El título es bastante simplificador. No se trata sólo de dos Papas, sino de dos formas de interiorizar y de vivir la fe, la Iglesia y la economía de la salvación. Pero tengo que decir que he gozado mucho viendo la película del director brasileño Meirelles, más allá del bellísimo duelo entre dos gigantes de la interpretación: una vez más, ante Hopkins y Pryce, hay que levantarse el sombrero.
La tarea no era nada fácil, y, sin embargo, la hacen, en medio de sus largos diálogos, amena y creíble. Y he gozado con la música y con la fotografía y con la ambientación y con el suave choque de dos mundos, dos formas de ver la realidad, mecidas por la profunda fe y humanidad de ambos personajes, tan valiosos, tan inteligentes, que son capaces de descubrir y de adentrarse en los espacios comunes. Ambos aman demasiado a Dios y a la Iglesia a la que, cada uno con su historia a cuestas, tratan de servir.La película está inspirada, pero no siempre sustentada, en hechos reales. Y, aunque creíble, no deja de ser una ficción. Esa es la fuerza del cine, que nos introduce en mundos posibles capaces de sobreponerse a la realidad. Pero, más allá de los detalles, quedan claras las tensiones, los conflictos y los sentimientos que, como un andamiaje inevitable, sostienen la vida de la Iglesia y de la fe. Resulta imposible anunciar el Reino de Dios y construir su Iglesia al margen de la realidad humana, de sus luces y sus sombras, de la miseria moral que acompaña la vida del hombre. Sin duda que hay conflictos que podían haber sido profundizados, pero quizá no era esa la intención del director. Más bien se sugiere la globalidad y la complejidad de los conflictos como una especie de escenario capaz de albergar la personalidad de cada uno de los Papas, sus diferencias y su pasión por romper los círculos de muerte que, en determinados momentos de la historia, atenazan la vida de los hombres y de los creyentes.
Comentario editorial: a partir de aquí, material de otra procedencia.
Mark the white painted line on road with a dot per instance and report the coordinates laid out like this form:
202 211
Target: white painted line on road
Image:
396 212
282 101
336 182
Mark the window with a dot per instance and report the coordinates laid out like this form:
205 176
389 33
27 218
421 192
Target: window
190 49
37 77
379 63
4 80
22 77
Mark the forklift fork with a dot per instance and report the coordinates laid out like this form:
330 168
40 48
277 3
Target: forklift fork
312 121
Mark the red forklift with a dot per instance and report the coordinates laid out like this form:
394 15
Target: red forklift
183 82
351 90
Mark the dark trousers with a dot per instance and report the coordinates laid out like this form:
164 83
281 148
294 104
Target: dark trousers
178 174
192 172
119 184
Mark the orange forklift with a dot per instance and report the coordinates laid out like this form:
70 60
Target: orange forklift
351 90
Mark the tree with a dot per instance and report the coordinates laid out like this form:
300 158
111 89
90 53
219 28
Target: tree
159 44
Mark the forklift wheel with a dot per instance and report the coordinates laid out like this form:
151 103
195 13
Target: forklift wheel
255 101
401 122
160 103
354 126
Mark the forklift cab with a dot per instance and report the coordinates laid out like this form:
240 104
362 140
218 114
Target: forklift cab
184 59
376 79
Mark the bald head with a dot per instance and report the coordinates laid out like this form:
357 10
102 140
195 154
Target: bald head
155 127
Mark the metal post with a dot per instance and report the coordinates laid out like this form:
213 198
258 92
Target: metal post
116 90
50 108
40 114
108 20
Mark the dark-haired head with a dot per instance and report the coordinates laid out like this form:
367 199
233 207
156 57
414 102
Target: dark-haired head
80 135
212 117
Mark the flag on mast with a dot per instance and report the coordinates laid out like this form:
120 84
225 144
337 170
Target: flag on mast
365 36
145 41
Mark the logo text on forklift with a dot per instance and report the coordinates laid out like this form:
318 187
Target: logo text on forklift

A pesar de ser personalidades tan definidas, tan fuertes, llama la atención la capacidad de encuentro, de diálogo, de coherencia de cada uno.
Sin duda que la película nos aproxima a ellos, a su condición humana, más allá de los oropeles del papado. En este sentido, siento que la película hace justicia al Papa Benedicto, que tuvo que soportar una cierta “leyenda negra” por parte de sus detractores. Y hace también justicia a la personalidad de Bergoglio, víctima él mismo de sus responsabilidades y de la dureza salvaje de la dictadura argentina.
La crítica ha sido muy desigual, quizá porque, cuando nos volvemos críticos, cada uno proyecta sus visiones, sus ansiedades y, también, sus prejuicios. Pero yo creo que estamos ante una gran película, que nos ayuda a comprender mejor la realidad humana, la complejidad de la Iglesia y el funcionamiento de una institución que rompe los moldes habituales, culturales, sociales y políticos.